Starts of detached homes in urban areas, townhomes and semi-detached houses were all down, noted Bank of Montreal economist Benjamin Reitzes. Starts of homes in rural areas were also down. Quebec saw the biggest leap in housing starts, while Atlantic Canada also registered strong gains, though Ontario was flat.
Construction of multiple units in cities rose this past month by more than 13 per cent to almost 116,500, CMHC said, while starts fell by 2.4 per cent in the single-detached category.
The numbers were even more surprising to economists who had expected that February's weather could lead to a weaker-than-expected showing.
"After weather-related weakness sent a chill through Canada's home-building sector in recent months, activity began to heat up in February with the six-month trend rate of starts increasing for the first time since October, 2013," Ms. Cooper said in a research note.
The higher level of condo starts comes amid fears of a high level of condo completions in Toronto, Canada's most populous city.
All of the units in a condo building are included in the housing starts data at the time when construction on that building begins. But those condos will take years to be completed.
In the meantime, Toronto-Dominion Bank economists said in a report that they expect 70,000 new condo units to be completed in the Greater Toronto Area over 2014 and 2015, which they anticipate will push condo prices down by about 4 per cent a year over that time.
"Toronto's skyline of cranes is now about to transform into a skyline of condo buildings," the report said.
"In addition to the burgeoning supply of new units, the eroding economics of investing in rental properties are likely to put a significant damper on the region's condo market," it added, saying that the cost of carrying an average-priced condo has been exceeding the rent that can be earned on it.
Urbanation Inc., which tracks data on new condos in Toronto, said it expects that the construction of some of the condo buildings that TD anticipates will be completed this year and next will be delayed.
In any case, the TD report's predictions are much rosier than the significant downturn or market crash that some of the more bearish observers have been expecting, and it noted that the sharp increase in condo construction in the GTA comes amid a decrease in construction of detached houses.

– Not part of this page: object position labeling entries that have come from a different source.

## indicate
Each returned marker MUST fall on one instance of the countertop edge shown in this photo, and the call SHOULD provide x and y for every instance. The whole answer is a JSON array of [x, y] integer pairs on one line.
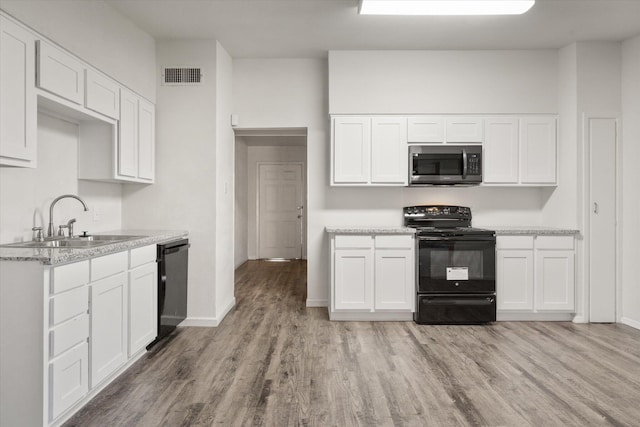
[[58, 256]]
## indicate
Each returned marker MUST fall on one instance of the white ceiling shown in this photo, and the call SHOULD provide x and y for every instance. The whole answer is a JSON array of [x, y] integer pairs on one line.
[[310, 28]]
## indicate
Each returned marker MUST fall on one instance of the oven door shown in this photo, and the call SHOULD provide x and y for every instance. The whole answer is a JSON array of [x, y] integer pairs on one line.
[[457, 264]]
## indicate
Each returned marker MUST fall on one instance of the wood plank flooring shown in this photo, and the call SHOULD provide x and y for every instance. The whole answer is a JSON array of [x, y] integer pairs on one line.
[[274, 362]]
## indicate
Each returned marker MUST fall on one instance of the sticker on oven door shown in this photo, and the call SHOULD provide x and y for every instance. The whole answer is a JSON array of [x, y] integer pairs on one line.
[[457, 273]]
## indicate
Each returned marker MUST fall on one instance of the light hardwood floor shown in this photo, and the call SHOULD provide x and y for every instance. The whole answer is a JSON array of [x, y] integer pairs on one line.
[[274, 362]]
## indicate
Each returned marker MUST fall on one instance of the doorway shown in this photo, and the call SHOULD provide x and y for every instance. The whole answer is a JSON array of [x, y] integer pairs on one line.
[[280, 210], [601, 216], [270, 152]]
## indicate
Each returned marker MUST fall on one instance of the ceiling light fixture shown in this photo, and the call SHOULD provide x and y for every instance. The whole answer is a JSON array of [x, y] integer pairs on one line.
[[444, 7]]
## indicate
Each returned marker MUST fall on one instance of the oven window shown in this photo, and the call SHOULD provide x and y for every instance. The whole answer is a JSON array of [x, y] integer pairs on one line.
[[441, 259], [441, 164]]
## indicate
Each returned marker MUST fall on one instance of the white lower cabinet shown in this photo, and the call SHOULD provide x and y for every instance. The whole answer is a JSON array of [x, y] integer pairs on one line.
[[93, 318], [372, 277], [535, 277], [108, 338]]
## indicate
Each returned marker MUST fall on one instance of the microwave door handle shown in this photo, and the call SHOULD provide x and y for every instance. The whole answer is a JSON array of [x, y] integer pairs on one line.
[[464, 163]]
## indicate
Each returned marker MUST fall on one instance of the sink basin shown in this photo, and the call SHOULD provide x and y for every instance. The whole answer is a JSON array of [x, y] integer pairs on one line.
[[76, 242]]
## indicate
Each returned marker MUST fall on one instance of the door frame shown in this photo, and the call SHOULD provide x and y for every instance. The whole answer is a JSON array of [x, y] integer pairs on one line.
[[303, 230], [586, 215]]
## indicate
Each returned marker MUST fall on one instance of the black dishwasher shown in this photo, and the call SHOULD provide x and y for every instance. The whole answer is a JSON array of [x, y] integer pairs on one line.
[[173, 261]]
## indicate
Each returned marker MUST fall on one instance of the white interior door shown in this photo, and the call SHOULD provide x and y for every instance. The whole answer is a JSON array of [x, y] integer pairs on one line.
[[280, 210], [601, 137]]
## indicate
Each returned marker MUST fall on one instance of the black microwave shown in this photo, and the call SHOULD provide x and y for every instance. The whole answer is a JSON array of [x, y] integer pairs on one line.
[[445, 164]]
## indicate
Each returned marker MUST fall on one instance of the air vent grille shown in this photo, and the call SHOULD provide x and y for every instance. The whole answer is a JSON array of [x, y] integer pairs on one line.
[[182, 76]]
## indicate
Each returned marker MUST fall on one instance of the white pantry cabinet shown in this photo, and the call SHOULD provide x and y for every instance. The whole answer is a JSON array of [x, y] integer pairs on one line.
[[81, 325], [369, 151], [372, 277], [60, 73], [535, 276], [18, 103], [520, 151]]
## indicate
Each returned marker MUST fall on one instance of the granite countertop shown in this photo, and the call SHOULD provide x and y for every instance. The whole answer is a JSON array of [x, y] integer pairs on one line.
[[53, 256], [531, 230], [369, 230]]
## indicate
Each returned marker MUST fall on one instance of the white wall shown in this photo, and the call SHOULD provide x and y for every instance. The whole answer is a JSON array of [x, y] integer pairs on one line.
[[224, 163], [382, 82], [293, 93], [631, 181], [98, 34], [268, 154], [241, 221], [184, 194], [26, 194]]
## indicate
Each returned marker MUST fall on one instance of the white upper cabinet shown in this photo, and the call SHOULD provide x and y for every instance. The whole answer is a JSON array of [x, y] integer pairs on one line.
[[60, 73], [538, 150], [425, 129], [463, 129], [18, 118], [445, 129], [102, 94], [389, 150], [369, 151], [501, 151], [351, 150], [520, 151]]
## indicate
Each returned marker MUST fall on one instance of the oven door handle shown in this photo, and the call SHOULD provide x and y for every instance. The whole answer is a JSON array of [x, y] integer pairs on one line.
[[456, 238], [464, 163]]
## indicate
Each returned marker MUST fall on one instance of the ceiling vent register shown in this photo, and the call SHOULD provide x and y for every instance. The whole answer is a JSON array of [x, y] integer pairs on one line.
[[178, 76]]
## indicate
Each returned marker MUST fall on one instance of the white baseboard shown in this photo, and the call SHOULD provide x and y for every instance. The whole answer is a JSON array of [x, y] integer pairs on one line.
[[534, 317], [366, 316], [630, 322], [317, 303], [208, 322]]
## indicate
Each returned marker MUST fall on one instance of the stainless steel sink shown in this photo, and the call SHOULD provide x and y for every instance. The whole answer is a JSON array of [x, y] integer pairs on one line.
[[76, 242]]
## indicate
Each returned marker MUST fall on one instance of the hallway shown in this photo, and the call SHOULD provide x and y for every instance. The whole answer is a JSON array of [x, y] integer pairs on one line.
[[275, 362]]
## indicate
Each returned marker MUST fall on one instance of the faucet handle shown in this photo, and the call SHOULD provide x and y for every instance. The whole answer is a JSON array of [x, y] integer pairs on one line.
[[37, 234]]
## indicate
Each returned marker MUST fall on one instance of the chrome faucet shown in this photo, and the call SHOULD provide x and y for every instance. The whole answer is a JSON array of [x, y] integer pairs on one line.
[[50, 230]]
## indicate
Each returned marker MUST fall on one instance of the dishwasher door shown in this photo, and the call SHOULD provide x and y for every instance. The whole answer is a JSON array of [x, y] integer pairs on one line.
[[173, 261]]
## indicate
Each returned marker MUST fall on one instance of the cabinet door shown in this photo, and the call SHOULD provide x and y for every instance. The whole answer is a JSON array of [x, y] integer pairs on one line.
[[146, 140], [389, 150], [102, 94], [501, 151], [18, 109], [394, 280], [108, 338], [143, 306], [538, 150], [351, 150], [128, 135], [514, 279], [68, 380], [353, 281], [463, 129], [425, 129], [60, 73], [555, 280]]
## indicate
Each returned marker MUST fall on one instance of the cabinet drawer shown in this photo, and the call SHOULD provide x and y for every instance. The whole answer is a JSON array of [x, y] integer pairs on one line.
[[108, 265], [514, 242], [554, 242], [69, 334], [68, 380], [102, 94], [394, 242], [143, 255], [70, 276], [349, 241], [68, 305]]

"We expect home sales and price growth to cool gradually over the next few years," the report said. "The condo market is likely to bear the brunt of the housing slowdown, but there will be knock-on effects to other segments of the market."
A top Bank of Canada official noted this past week that the central bank is expecting household debt, house prices and housing starts to level off and then gradually decline, enabling the market to ease into a so-called soft landing.
This past week the Bank of Canada Deputy Governor John Murray noted in a speech that "household debt and housing sector activity are not only exceedingly elevated relative to past experience in Canada, they have also approached levels where real estate busts were observed in other countries."
But he added that the central bank's base-case projection still sees "household debt, housing prices and housing starts levelling off and then gradually declining," achieving a so-called soft landing. "Recent data, such as decelerating monthly price increases for existing homes, a declining number of housing starts and historically low rates of household credit growth, all support this view and indicate that the situation is stabilizing, although the risks remain elevated," he said in the speech Thursday.
Economists said on Monday that they continue to expect that housing starts will decline, despite February's strong showing.
"As the spring housing market emerges and with building permits outpacing the level of housing starts for the 11th consecutive month in February, there remains some upside risk for housing activity to strengthen in the near-term," RBC's Ms. Cooper wrote. "That being said, we anticipate that the recent moderation in resale activity will spill over into the homebuilding sector as overall housing affordability pressures will increasingly weigh on housing demand."